Un communiqué de l'USAID daté du 5 April a indiqué que le programme vise à appuyer la transition vers la paix et la démocratie comme énoncée dans l'Accord d'Arusha de paix et de réconciliation (APRA) en créant un élan en vue de l'application de l'accord et en promouvant une culture de la paix et de la justice. Pour réaliser les objectifs,
l'USAID/OTI est entrain d'apporter son appui à un programme d'assistance d'un semestre afin de renforcer le rôle de la législature burundaise dans la promotion de la paix et de la réconciliation, a-t-il poursuivi.
"L'Institut démocratique national [NDI] et l'Institut républicain international [IRI] collaboreront étroitement avec l'Assemblée nationale du Burundi et avec le sénat afin de mieux sensibiliser les législateurs burundais à leurs rôles et à leurs responsabilités vis-à-vis de l'APRA, et afin de renforcer le dialogue et la coopération entre les législateurs des différents partis », est-il précisé dans le communiqué.

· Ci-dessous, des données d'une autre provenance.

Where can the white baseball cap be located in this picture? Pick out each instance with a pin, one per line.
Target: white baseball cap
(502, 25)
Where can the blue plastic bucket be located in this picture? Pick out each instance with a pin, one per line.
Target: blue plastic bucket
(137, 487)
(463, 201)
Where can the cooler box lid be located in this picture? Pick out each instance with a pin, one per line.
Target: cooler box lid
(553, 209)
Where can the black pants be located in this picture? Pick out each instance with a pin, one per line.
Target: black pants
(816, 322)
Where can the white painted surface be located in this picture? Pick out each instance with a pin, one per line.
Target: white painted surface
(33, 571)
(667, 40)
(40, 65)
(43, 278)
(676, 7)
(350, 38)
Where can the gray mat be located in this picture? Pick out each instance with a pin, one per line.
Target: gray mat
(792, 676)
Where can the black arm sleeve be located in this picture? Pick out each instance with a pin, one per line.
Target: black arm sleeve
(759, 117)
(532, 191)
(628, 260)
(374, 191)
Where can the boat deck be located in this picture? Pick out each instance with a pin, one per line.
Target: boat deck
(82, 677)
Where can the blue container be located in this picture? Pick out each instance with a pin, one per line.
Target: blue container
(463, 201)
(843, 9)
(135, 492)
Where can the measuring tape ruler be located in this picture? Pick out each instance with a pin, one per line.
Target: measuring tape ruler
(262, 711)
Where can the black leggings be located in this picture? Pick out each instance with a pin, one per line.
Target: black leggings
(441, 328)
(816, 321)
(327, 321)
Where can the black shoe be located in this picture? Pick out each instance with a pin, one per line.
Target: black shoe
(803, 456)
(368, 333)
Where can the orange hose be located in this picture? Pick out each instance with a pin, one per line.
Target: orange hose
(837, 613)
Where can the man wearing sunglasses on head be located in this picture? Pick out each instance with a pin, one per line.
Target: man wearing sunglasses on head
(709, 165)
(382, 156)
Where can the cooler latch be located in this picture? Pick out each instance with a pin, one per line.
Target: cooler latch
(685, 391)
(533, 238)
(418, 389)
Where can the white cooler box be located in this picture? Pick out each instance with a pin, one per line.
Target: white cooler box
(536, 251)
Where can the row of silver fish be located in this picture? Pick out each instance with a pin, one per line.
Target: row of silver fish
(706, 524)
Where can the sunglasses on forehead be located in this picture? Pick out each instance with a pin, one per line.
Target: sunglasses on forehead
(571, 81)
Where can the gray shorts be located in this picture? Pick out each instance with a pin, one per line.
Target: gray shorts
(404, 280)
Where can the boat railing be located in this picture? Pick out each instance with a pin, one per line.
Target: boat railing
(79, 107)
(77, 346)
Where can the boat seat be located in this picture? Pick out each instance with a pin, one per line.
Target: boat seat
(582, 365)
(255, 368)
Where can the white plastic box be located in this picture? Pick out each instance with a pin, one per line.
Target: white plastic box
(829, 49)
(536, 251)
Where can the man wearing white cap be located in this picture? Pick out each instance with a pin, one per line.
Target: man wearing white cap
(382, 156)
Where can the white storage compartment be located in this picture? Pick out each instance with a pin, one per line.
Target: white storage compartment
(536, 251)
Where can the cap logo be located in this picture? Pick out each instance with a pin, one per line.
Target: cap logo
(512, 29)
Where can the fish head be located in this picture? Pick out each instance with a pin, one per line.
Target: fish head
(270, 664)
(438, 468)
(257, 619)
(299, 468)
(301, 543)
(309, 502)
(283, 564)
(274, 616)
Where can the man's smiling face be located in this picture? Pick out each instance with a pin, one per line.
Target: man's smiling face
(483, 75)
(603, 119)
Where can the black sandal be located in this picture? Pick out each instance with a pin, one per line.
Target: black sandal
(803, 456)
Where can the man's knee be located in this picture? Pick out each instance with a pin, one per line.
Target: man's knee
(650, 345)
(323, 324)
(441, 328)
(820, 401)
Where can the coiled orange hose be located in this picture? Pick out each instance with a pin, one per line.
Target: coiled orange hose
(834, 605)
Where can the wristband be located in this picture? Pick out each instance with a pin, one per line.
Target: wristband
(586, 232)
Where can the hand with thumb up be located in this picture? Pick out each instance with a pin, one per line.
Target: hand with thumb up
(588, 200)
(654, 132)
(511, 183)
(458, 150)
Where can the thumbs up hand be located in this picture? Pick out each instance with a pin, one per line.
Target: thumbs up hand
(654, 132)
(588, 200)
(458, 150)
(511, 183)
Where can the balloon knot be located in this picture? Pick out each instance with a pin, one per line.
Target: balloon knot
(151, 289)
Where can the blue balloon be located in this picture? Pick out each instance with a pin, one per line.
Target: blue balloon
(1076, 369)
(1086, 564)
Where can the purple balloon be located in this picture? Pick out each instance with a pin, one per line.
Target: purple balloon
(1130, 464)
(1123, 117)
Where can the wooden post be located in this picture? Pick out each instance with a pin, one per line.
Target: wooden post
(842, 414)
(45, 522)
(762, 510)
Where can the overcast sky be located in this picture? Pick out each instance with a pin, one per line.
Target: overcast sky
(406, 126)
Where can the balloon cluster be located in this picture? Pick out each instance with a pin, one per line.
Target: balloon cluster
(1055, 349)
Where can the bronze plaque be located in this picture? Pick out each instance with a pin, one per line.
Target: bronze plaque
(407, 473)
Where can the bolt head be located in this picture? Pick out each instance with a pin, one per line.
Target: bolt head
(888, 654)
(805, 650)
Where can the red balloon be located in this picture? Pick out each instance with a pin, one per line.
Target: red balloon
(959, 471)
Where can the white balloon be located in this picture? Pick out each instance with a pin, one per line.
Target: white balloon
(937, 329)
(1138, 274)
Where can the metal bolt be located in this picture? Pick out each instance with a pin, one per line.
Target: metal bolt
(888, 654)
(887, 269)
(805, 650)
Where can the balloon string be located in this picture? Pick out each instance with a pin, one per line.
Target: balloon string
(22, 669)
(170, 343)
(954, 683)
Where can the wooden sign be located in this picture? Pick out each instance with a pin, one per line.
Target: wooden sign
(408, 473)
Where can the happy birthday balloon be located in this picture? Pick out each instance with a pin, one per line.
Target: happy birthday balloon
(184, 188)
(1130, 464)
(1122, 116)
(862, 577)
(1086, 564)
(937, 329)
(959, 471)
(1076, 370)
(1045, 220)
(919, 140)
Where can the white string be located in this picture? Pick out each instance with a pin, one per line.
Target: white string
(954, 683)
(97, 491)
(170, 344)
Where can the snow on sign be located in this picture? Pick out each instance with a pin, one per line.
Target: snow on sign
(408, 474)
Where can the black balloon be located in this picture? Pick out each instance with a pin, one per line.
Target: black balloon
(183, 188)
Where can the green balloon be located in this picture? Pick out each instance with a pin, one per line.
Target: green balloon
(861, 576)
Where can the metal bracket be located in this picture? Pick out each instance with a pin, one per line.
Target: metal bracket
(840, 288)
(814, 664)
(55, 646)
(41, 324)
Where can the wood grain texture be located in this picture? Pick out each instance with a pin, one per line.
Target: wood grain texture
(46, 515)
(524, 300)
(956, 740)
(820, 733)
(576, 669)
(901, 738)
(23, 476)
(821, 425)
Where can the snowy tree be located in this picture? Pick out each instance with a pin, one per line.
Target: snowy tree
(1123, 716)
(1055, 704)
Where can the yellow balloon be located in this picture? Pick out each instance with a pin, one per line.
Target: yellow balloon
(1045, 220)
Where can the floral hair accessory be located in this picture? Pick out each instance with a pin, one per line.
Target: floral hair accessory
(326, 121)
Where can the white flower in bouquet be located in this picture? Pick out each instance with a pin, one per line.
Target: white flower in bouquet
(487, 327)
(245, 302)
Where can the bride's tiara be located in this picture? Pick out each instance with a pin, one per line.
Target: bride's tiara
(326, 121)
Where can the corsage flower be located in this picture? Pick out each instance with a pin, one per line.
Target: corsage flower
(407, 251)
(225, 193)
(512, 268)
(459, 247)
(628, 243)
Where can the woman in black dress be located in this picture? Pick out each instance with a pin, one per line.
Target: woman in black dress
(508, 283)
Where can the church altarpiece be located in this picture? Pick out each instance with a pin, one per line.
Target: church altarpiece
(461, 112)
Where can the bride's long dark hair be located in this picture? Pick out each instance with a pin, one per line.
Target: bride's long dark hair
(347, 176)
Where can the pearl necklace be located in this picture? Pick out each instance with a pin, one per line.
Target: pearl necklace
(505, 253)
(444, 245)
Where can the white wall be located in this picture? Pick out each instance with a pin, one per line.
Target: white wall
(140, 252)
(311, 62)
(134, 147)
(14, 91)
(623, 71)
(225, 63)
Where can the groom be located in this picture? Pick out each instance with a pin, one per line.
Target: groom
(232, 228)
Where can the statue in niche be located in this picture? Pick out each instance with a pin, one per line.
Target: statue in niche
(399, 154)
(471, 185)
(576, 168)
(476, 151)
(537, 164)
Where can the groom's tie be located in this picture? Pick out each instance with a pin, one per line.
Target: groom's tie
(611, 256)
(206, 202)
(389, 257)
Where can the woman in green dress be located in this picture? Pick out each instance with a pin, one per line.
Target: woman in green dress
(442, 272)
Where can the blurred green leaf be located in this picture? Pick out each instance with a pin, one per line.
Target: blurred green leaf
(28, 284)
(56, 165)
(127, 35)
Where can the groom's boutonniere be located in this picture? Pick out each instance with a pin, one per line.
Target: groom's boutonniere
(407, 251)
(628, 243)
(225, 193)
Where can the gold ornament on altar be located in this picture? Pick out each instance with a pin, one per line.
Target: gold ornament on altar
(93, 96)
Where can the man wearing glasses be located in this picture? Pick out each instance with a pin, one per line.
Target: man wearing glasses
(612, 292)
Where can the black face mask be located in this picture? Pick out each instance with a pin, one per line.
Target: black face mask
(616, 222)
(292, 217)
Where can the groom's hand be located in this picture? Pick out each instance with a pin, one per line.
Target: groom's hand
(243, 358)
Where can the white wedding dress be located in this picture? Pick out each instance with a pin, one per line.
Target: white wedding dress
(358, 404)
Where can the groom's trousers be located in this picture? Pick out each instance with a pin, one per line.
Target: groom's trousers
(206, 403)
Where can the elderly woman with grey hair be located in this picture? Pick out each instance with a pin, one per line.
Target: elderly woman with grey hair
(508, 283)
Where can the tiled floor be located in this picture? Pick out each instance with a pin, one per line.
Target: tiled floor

Le programme encouragera également les représentants à prendre des initiatives de divulgation censées promouvoir le dialogue et la participation du public, est-il ajouté.
Les deux instituts, [NDI et IRI] vont organiser une conférence d'orientation pour les législateurs des deux chambres ; conduire des ateliers thématiques de formation afin de faciliter la compréhension des législateurs de leurs rôles et de leurs responsabilités ; et améliorer la capacité de communication interne de la législature dans le but de mieux informer les Burundais sur son rôle en tant qu'institution nationale et en tant que catalyseur de la paix et de la réconciliation dans le pays.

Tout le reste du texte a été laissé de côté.